И вот итог этой «трихинной», «чумной» эпидемии: «<…> Знание выше чувства, сознание жизни – выше жизни. Наука даст нам премудрость, премудрость откроет законы, а знание законов счастья – выше счастья». Вот что говорили они, и после слов таких каждый возлюбил себя больше всех…» Конечно, речь здесь не о знании вообще, а лишь об умолюбии, об «уме-подлеце», «уме-звере», о том омертвляющем, смертоносном знании, которому Гёте в «Фаусте» и противопоставляет «вечное древо жизни».
Читаем дальше. Разворачивается сплошная смертоносная вдруг-ситуация: «Святая кровь лилась на порогах храмов. Зато стали появляться люди, которые начали придумывать: как бы всем вновь так соединиться, чтобы каждому, не переставая любить себя больше всех, в то же время не мешать никому другому, и жить таким образом всем вместе, как бы и в согласном обществе. Целые войны поднялись из-за этой идеи. Все воюющие твердо верили в то же время, что наука, премудрость и чувство самосохранения заставят, наконец, человека соединиться в согласное и разумное общество, а потому пока, для ускорения дела, “премудрые” старались поскорее истребить всех “непремудрых” и не понимающих их идею, чтобы они не мешали торжеству ее. Но чувство самосохранения стало быстро ослабевать, явились гордецы и сладострастники, которые прямо потребовали всего или ничего. Для приобретения всего прибегалось к злодейству, а если оно не удавалось – к самоубийству. Явились религии с культом небытия и саморазрушения ради вечного успокоения в ничтожестве».

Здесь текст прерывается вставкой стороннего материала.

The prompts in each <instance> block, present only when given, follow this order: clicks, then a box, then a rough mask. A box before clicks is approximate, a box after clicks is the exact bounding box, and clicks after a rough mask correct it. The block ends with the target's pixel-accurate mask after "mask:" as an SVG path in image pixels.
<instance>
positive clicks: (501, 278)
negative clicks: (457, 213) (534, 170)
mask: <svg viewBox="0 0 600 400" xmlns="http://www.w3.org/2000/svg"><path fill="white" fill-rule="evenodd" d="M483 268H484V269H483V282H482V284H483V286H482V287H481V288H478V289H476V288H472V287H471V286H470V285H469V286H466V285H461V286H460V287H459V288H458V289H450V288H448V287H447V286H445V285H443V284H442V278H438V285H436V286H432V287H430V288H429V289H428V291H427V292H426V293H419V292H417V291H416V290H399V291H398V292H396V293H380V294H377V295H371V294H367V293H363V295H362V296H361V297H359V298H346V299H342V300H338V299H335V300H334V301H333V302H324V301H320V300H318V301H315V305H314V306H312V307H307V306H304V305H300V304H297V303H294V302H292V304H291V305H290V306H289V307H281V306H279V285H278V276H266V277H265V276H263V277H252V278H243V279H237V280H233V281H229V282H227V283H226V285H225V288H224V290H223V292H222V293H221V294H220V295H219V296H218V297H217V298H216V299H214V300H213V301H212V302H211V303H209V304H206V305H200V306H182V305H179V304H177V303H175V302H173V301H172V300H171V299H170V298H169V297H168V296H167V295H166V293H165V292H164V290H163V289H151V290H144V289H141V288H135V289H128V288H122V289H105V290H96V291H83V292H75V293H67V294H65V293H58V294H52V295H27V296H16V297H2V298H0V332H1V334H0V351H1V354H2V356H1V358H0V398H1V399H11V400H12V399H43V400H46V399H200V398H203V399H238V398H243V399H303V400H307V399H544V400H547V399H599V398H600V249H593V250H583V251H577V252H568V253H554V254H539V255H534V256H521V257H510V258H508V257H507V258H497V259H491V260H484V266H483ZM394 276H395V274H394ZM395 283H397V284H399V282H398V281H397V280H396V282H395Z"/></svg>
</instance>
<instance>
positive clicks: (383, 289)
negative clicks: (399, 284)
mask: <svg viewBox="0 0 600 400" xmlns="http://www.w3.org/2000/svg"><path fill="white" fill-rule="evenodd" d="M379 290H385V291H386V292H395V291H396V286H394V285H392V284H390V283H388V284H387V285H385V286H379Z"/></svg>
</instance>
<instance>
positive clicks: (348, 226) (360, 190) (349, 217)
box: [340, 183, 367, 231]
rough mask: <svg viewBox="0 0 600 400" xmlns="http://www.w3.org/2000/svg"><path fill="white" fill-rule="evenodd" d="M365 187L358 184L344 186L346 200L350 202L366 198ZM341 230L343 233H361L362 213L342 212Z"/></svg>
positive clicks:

Разгораются две самоубийственные войны, связанные между собой: люди против людей и люди против природы.
Сначала люди любили деревья и животных так, как любили друг друга, и те отвечали им тем же. Люди разговаривали с природой, и она понимала их! Но потом они объявили войну природе, и природа стала мстить им. Природа стала злой, как люди. И вот – образ этой природы: «Я возвращался тогда в одиннадцатом часу вечера домой и именно, помню, я подумал, что уже не может быть более мрачного времени. Даже в физическом отношении. Дождь лил весь день, и это был самый холодный и мрачный дождь, я это помню, с явной враждебностью к людям…» Какой опять простой, странный, точный образ, и как понятен он нам сейчас (только сейчас) именно в своей обыденности, когда грозят уже не просто плохие погоды, а когда отравленная человеком природа мстит ему за себя. Словно вот-вот собираются сбыться слова: «Можно, пожалуй, сказать, что назначение человека заключается в том, чтобы уничтожить свой род, предварительно сделав земной шар непригодным для обитания». Это Ламарк, 1820 год. И этому не веришь, то есть не веришь тому, что уже тогда такое – виделось. Но это тем более и потрясает, как и тот «мрачный дождь», «с явной враждебностью к людям», когда, кажется, «уже не может быть более мрачного времени. Даже в физическом отношении».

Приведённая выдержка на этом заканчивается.